Introduction In 2010 a joint position paper on behalf of British Society of Gastroenterology, the Alcohol Health Alliance UK, and the British Association for Study of the Liver highlighted that the most deprived lifestyle groups have up-to 15 times greater alcohol‐specific mortality and up to 10 times greater alcohol‐specific admissions to hospital. It therefore recommended that each acute hospital should develop a multidisciplinary approach to the care and management of people attending or admitted to hospital with an alcohol-related cause.1
Methods We conducted a notes review of all patients attending or admitted to the hospital on more than 6 occasions in the previous 6 months. We also complied 3 in-depth case studies of our most frequent attenders. We investigated the reason for admission including medical and social confounders. We then looked at the range and number of medical and social disciplines involved in their care, discharge planning and aftercare.
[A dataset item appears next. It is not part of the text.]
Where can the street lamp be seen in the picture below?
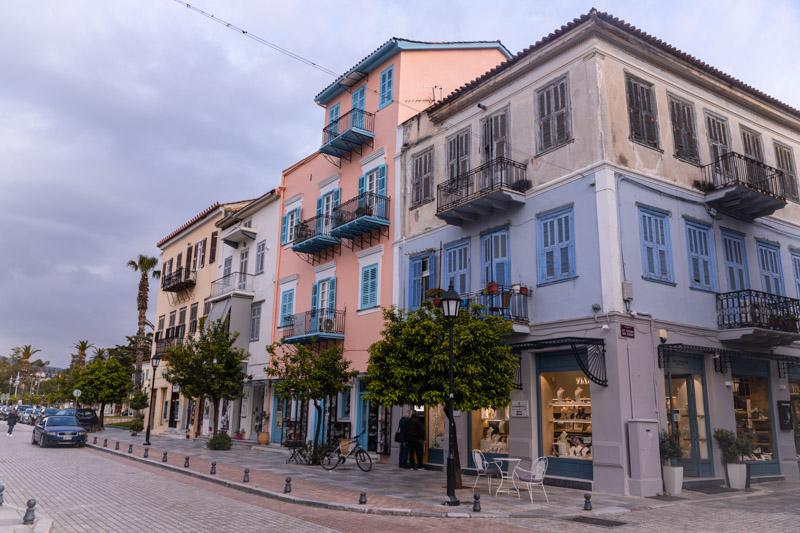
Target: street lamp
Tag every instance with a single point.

We spoke to our patients about why they had chosen to attend hospital and what they felt could be provided as an alternative. We developed an electronic early warning system to inform the Alcohol Team when a patient was admitted. This triggered referral to our integrated alcohol and hepatology consultant led MDT
Results Our investigations showed that the majority of patients had a range of support including key workers from a variety of voluntary agencies, housing agencies, GP’s, primary care alcohol specialist nurses, social workers, homeless outreach, and specialist medical consultants from psychiatry to hepatology. However, much of this work was happening in isolation and was at times conflicting with no one organisation or professionals supporting or mapping out the patients journey. Importantl, y, the patients were unclear where to go for what, and were often utilising the ED as a failsafe when they were unsure or troubled. The MDT is a vehicle to ensure that the patient gets the right treatment at the right time by the right person; which has helped our patients better understand their care pathways and their aims. This has resulted in a significant reduction in hospital attendance and admission for this small but significant patient group.
Conclusion An MDT for alcohol-related admissions augments and centralises the expertise of health and social care partners in the development of truly patient centred shared plans of care. This leads to hospital admission only when appropriate and necessary
Reference 1 Moriarty K. A Joint Position Paper on behalf of the British Society of Gastroenterology, Alcohol Health Alliance UK, British Association for Study of the Liver – ALCOHOL-RELATED DISEASE Meeting the challenge of improved quality of care and better use of resources. 2010
Disclosure of Interest None Declared.